一関・平泉

全国川サミット きょう一関で開幕

 「黄金(くがね)花咲く北上川~悠久の歴史と未来~」をテーマにした第29回全国川サミットin一関(全国川サミット連絡協議会、一関市実行委主催)は、16、17の両日に一関市で初めて開催される。首長サミットをはじめ、NPO法人北上川サポート協会や大原小学校6年生らが川との関わる取り組みを紹介する事例発表などを行い、川がもたらす恵みと人々との関わりを見つめ直す。

 サミットは、1級河川と同じ名前やその流域にある全国の自治体で組織する同協議会が毎年、構成自治体の持ち回りで開催している。本県では初めての開催で、北上川源流の岩手町から河口の宮城県石巻市まで流域18市町でつくる実行委が主催する。

 初日は、午後2時30分から一関市山目のベリーノホテル一関で全国の首長ら関係者による同協議会の総会、高村裕平氏(国土交通省水管理・国土保全局河川環境課長)の講演、「我がまちの川との関わり」をテーマに首長サミットなどが行われる。

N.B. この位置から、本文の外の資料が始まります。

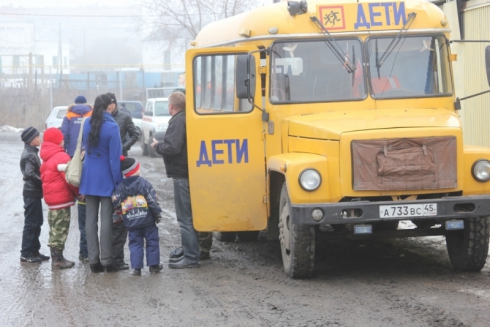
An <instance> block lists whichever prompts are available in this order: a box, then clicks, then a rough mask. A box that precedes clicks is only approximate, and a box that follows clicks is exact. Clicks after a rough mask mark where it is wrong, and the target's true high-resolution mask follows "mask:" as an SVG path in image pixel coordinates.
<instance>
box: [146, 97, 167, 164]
mask: <svg viewBox="0 0 490 327" xmlns="http://www.w3.org/2000/svg"><path fill="white" fill-rule="evenodd" d="M170 118H172V116H171V115H170V112H169V111H168V98H154V99H149V100H148V101H147V102H146V108H145V111H144V112H143V118H142V119H141V149H142V150H143V155H144V156H147V155H149V156H150V157H157V156H158V154H157V153H156V152H155V150H153V148H152V147H151V146H150V145H151V143H152V142H153V138H154V137H155V138H156V139H157V140H158V141H162V140H163V137H164V136H165V132H166V131H167V127H168V121H169V120H170Z"/></svg>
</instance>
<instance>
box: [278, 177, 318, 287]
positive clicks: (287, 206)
mask: <svg viewBox="0 0 490 327" xmlns="http://www.w3.org/2000/svg"><path fill="white" fill-rule="evenodd" d="M290 212H291V201H290V200H289V196H288V192H287V189H286V183H284V184H283V186H282V189H281V196H280V199H279V240H280V242H281V254H282V263H283V266H284V272H285V273H286V275H288V276H289V277H291V278H308V277H311V276H312V274H313V268H314V266H315V228H314V227H313V226H308V225H297V224H293V223H292V221H291V219H290Z"/></svg>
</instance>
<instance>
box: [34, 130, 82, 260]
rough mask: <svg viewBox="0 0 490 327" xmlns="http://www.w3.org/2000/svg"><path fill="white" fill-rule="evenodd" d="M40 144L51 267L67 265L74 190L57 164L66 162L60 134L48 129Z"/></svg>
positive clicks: (46, 130) (42, 178) (42, 177)
mask: <svg viewBox="0 0 490 327" xmlns="http://www.w3.org/2000/svg"><path fill="white" fill-rule="evenodd" d="M43 141H44V142H43V146H42V147H41V159H42V160H43V164H42V165H41V180H42V181H43V192H44V202H46V204H47V205H48V208H49V213H48V223H49V243H48V246H49V247H50V248H51V259H52V261H51V266H52V268H59V269H65V268H71V267H73V265H74V264H75V263H74V262H73V261H69V260H66V259H65V257H64V256H63V250H64V249H65V242H66V238H67V237H68V230H69V229H70V216H71V214H70V207H71V206H73V205H74V204H75V195H77V194H78V189H77V188H75V187H73V186H71V185H70V184H68V183H67V182H66V179H65V173H64V171H60V170H61V169H60V168H59V167H58V165H60V166H64V165H65V164H66V163H67V162H68V161H70V156H69V155H68V154H67V153H66V152H65V150H64V149H63V134H62V133H61V131H60V130H59V129H57V128H55V127H51V128H48V129H47V130H46V131H45V132H44V135H43Z"/></svg>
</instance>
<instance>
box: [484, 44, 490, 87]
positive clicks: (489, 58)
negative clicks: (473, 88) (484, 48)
mask: <svg viewBox="0 0 490 327" xmlns="http://www.w3.org/2000/svg"><path fill="white" fill-rule="evenodd" d="M485 68H486V69H487V81H488V86H490V45H488V46H487V47H486V48H485Z"/></svg>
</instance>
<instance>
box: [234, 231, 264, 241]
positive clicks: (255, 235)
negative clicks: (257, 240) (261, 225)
mask: <svg viewBox="0 0 490 327" xmlns="http://www.w3.org/2000/svg"><path fill="white" fill-rule="evenodd" d="M237 235H238V238H239V239H240V241H242V242H252V241H257V239H258V238H259V231H253V232H238V233H237Z"/></svg>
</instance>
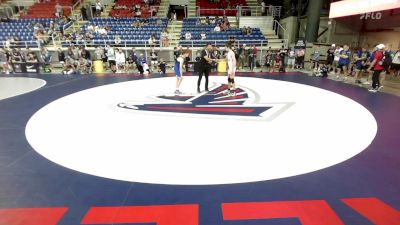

関係者のみが参加できるため、一般の入場はできない。

 最終日は、午前9時から正午すぎまで同市大手町の一関文化センターで開会式、事例発表(北上川サポート協会、大原小6年生、街づくりまんぼう)、防災キャスター阿部清人氏による記念講演「防災サイエンスショー~楽しく科学・伝える防災」などが繰り広げられる。2日間を締めくくるサミット式典では、サミット宣言の採択とサミット旗の受け渡しが予定されている。一般の入場も可能で、入場無料。

悠久の流れ永遠に 本紙で北上川企画連載
▲「千古不易 悠久の流れ 北上川」最終回(2020年10月15日付)

 岩手日日新聞社は2020年、「千古不易(せんこふえき) 悠久の流れ 北上川」を年間テーマに掲げ、新年号で特集を掲載したほか、北上川に架かる橋や川と関わる人、流域を洪水から守るダムや遊水地を連載で紹介した。

 流路延長249キロ、流域面積1万150平方キロに及ぶ東北最大の河川・北上川。岩手町に源を発し、本県のほぼ中央部を北から南に流下。一関市の狭窄(きょうさく)部を経て宮城県に入り、登米市で旧北上川と流れを分け、追波湾で太平洋へと注ぐ。

 北上川が文献に初めて登場するのは鎌倉時代の史書「吾妻鏡」の文治5(1189)年9月27日条の「麓に流河ありて南に落つ。これ北上河なり」という記述。緩やかな流れは今も変わらず、明治の時代に鉄道が開通するまで都市間の物資輸送に大きな役割を果たし、江戸へコメを運ぶ大動脈として流域に多くの恵みをもたらした。一方で幾多の水害をもたらし、人々に厳しい試練も与えてきた。

 水害常襲地帯として知られるのが一関市狐禅寺から下流約28キロの北上川狭窄部。両岸に低い山が迫り川幅は狭い場所で100メートルほどしかなく、大雨が降ったり、台風が襲来したりすればたびたび洪水になった。

 特に甚大な被害を出したのが1947年のカスリン台風と48年のアイオン台風。2年連続で襲来した台風は一関で死者573人、流失家屋約600戸もの未曾有の被害をもたらした。

 河川改修は古くから行われてきたが、戦後は流域の発展を目指し1950年政府が策定した北上特定地域総合開発計画(KVA)を基に御所(盛岡市)、四十四田(同)、田瀬(花巻市)、湯田(北上市)、石淵(奥州市)の5大ダムや一関遊水地(一関市、平泉町)の整備が進んだ。近年は2013年に石淵ダムを再開発した国内最大級のロックフィルダム・胆沢ダムが完成。一関遊水地事業も近く完了の見通しで、かつてのように多くの人命が失われる水害は減ってきている。